Didampingi istri tercinta, serta kehadiran sahabat seperti Irfan Hakim, Audrey King of The Jungle, Hartono tampak sangat bahagia.
Ia mengaku, kedamaian yang ia temukan di Situ Cipanten adalah pengalaman langka yang belum pernah ia temui di belahan dunia manapun.
Bahkan ia kuat berenang hingga berjam jam sambil terus menebar ikan koi. Dinginnya suhu air situ Cipanten tidak membuatnya untuk cepat beranjak. Justru menambah ikatan batin yang semakin dalam dengan Situ Cipanten.
“Ini momen pertama saya yang sangat berkesan dan di Situ Cipanten ini saya bisa menyaksikan keajaiban berbagi dengan alam. Sangat luar biasa,” tegasnya.
Seharian berada di Situ Cipanten membuat Hartono Soekwanto merasa betah dan menjadi momen yang sangat sulit untuk dilupakan.
Pengalaman ini menurut dia belum pernah di temui di belahan dunia manapun dan kebahagiaan itu justru muncul di Situ Cipanten.
“Saya sangat heppy di Situ Cipanten istri saya juga sangat heppy, pokoknya situ Cipanten sangat luar biasa dan akan support terus,” katanya.
Berkah bagi Warga Gunungkuning
Kepala Desa Gunungkuning, Rudi Yudistira Gozali, tidak bisa menyembunyikan rasa syukurnya. Kehadiran “Bos Koi” dan ribuan ikan eksotis ini bukan sekadar menambah keindahan visual, tapi menjadi magnet ekonomi yang luar biasa bagi warga setempat.
”Dampaknya sudah terasa nyata. Saat pelepasan saja pengunjung membludak. Ini adalah berkah bagi kemajuan desa kami,” ujar Rudi.
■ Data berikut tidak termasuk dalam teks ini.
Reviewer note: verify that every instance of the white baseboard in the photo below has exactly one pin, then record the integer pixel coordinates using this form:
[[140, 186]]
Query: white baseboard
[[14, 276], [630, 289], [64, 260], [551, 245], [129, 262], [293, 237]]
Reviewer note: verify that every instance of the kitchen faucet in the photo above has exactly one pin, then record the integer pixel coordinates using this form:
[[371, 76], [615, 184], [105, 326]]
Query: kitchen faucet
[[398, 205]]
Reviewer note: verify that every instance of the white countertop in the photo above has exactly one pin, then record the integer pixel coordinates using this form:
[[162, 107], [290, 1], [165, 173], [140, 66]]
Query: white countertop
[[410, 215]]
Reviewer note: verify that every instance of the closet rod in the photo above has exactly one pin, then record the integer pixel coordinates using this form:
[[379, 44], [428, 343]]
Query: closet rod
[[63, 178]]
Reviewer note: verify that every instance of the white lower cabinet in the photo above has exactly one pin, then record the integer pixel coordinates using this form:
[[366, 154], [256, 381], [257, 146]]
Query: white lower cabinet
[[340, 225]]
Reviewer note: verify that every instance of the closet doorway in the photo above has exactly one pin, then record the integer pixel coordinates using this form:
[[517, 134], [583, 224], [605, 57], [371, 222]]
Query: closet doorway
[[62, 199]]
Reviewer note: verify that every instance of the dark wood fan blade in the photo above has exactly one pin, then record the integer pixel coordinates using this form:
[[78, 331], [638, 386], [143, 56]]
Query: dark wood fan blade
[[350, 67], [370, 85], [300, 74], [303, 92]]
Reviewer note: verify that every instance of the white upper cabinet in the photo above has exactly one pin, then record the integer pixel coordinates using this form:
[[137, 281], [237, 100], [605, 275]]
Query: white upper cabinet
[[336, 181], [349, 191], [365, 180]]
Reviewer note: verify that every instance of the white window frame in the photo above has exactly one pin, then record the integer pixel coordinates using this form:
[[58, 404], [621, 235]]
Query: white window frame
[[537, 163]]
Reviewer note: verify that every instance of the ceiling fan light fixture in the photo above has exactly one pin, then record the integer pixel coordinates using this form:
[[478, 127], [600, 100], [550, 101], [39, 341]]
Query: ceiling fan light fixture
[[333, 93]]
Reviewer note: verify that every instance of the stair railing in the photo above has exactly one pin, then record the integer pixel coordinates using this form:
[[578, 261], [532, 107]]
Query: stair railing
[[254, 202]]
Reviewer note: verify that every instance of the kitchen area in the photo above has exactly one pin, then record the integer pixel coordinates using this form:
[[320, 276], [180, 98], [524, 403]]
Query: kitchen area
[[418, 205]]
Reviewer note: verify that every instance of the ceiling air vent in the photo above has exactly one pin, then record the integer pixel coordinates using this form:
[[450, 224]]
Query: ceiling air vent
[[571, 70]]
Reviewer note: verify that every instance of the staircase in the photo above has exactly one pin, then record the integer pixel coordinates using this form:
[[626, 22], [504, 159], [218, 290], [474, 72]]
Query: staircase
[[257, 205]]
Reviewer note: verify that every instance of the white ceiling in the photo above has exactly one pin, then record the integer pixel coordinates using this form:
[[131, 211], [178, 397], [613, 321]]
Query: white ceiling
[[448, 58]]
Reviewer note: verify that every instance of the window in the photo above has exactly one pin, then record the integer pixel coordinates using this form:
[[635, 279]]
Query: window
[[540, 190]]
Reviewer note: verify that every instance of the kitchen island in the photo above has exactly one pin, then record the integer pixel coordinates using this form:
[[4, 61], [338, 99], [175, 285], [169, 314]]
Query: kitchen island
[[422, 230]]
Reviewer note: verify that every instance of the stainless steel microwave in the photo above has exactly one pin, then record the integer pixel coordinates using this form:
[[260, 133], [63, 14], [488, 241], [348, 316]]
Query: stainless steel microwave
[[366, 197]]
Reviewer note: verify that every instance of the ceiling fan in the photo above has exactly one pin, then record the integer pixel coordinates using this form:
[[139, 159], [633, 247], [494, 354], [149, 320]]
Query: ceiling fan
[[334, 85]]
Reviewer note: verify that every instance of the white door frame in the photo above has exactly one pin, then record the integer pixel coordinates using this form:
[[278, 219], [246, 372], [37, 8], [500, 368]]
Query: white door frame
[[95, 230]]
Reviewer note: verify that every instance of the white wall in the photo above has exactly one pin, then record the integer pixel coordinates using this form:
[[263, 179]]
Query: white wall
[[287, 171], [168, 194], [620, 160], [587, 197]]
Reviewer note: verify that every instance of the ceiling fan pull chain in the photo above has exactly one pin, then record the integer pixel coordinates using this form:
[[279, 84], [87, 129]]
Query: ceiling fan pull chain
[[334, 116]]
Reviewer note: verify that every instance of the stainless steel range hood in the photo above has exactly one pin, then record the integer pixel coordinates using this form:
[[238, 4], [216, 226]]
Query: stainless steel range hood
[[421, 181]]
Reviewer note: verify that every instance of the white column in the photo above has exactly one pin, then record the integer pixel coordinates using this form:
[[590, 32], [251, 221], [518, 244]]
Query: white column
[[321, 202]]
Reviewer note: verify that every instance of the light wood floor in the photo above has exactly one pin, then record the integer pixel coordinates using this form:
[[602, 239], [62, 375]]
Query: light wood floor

Baca Juga: Hartono Soekwanto Tebar Ikan Koi Asli Jepang ke Situ Cipanten Majalengka
Kombinasi antara legenda sejarah, kejernihan air yang biru, dan kini ribuan ikan Koi kelas dunia menjadikan Situ Cipanten destinasi yang wajib di kunjungi.
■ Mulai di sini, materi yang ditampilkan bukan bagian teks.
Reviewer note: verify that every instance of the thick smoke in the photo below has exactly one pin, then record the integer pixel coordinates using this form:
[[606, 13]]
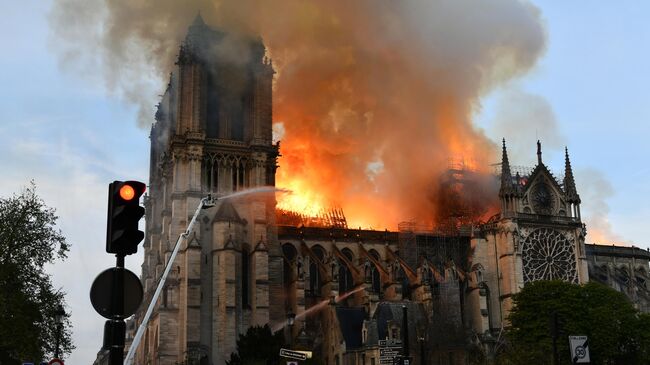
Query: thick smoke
[[594, 196], [373, 96]]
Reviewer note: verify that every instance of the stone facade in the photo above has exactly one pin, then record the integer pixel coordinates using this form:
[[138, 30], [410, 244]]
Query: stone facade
[[212, 136], [625, 269]]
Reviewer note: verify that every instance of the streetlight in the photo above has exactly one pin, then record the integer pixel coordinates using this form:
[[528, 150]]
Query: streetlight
[[59, 315]]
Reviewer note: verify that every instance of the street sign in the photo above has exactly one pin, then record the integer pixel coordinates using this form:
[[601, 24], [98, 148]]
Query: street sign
[[389, 350], [295, 355], [579, 349], [101, 293]]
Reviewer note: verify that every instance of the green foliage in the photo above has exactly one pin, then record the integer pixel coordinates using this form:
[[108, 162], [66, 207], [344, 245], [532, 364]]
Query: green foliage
[[259, 346], [618, 334], [29, 241]]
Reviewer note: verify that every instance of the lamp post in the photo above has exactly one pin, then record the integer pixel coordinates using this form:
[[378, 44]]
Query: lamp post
[[59, 315], [291, 318]]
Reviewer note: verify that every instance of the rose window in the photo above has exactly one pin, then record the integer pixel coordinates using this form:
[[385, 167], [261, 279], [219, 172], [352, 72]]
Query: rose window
[[548, 255]]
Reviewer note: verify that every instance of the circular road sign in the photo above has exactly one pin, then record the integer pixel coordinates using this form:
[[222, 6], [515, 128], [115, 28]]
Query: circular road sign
[[102, 293]]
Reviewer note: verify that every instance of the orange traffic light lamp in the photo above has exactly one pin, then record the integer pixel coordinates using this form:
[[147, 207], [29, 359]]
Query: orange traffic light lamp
[[124, 213]]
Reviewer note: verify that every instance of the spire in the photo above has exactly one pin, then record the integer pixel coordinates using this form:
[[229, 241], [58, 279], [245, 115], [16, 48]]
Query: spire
[[506, 177], [569, 182]]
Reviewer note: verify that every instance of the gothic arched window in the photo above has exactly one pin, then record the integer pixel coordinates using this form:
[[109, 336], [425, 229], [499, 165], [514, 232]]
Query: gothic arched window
[[376, 279], [315, 284], [346, 282], [245, 278]]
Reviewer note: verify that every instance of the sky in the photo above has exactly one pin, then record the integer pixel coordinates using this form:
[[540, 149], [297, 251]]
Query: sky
[[589, 91]]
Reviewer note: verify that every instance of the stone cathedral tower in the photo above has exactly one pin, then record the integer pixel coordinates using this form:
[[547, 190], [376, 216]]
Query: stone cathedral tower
[[538, 235], [212, 135]]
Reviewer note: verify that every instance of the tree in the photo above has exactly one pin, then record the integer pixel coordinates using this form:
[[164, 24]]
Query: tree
[[260, 346], [617, 333], [28, 241]]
Wisatawan kini tidak hanya bisa menikmati udara sejuk, tapi juga merasakan sensasi “berbagi dengan alam” lewat interaksi langsung dengan ikan-ikan sultan tersebut.
Situ Cipanten kini bukan lagi sekadar telaga. Ia telah bertransformasi menjadi simbol harmoni antara manusia, hobi, dan spiritualitas.
Seperti yang di katakan Hartono Soekwanto, ini adalah momen ajaib tentang bagaimana kebahagiaan sejati muncul saat kita mampu memberi dan menjaga alam.